All I can say to that is that the game is not over.  The final chapter has not been written.  Wait on the Lord.  Sooner or later in God's perfect way and in God's perfect time he will honor you.  That's his promise.  And God will not break a promise.

It doesn't always come in some external way, some job or relationship, big contract or something financial. Many times God's blessing comes in the form of character traits like love, joy, peace, contentment.  God does a deeper, internal work.  But his promise to you is, "If you honor, I will honor you.  Bank on it!"

Daniel honored God in something as small and as every day as his diet.  It sounds like such a little thing.  But it's the little decisions that we make that turn around and make us. And so one final insight.  Courageous living understands that if you honor God in the everyday decisions of life, God will honor you for a lifetime.

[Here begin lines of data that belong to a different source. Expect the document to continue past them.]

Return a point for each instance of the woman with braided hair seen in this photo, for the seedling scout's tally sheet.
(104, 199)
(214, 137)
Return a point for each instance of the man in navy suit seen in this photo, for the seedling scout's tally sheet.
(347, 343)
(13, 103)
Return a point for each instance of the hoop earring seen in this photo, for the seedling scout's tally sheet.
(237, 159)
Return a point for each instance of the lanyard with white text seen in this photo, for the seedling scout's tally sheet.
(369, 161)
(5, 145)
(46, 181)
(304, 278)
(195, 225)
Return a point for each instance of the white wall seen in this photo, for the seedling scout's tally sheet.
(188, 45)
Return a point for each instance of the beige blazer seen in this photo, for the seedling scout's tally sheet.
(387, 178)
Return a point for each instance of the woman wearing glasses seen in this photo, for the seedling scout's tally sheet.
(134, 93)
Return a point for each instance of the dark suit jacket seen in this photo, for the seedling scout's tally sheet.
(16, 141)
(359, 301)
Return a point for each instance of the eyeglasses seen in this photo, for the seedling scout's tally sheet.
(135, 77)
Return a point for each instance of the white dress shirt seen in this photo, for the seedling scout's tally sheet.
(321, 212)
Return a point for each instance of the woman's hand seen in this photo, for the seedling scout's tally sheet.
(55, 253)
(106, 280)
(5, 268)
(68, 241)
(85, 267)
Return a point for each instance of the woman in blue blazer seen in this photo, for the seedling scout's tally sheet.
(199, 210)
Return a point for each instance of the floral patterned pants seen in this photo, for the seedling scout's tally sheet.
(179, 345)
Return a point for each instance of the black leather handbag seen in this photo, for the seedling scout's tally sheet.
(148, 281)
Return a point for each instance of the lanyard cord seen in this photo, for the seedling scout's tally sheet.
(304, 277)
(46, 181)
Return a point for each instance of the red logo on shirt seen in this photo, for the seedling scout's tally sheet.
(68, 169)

Look at verse 21, And Daniel remained there until the first year of King Cyrus.  Daniel served a lifetime in positions of authority for four different kings.  He's the only person in Scripture, other than Jesus, for whom there is no recorded sin.  That doesn't mean he didn't sin, it's just not recorded. God honored Daniel for a lifetime and it all started with an everyday decision he made when he was 14 years old.

Are you honoring God in the everyday decisions of life?  It all starts with the big decision of honoring God above all else. And that affects the little decisions we make every day.  And it's out of those little decisions day after day, week after week, month after month, year after year that we build a life. The decisions we make today and the decisions we make tomorrow are the decisions that will determine where we go with God in the next 5, 10, 15, 20, 30, 40, 50 years.

There were other boys that were chosen along with Daniel, but they're not mentioned because they compromised. And God can't do his work through compromisers. He does his work through those who live courageously for him. Are you ready to?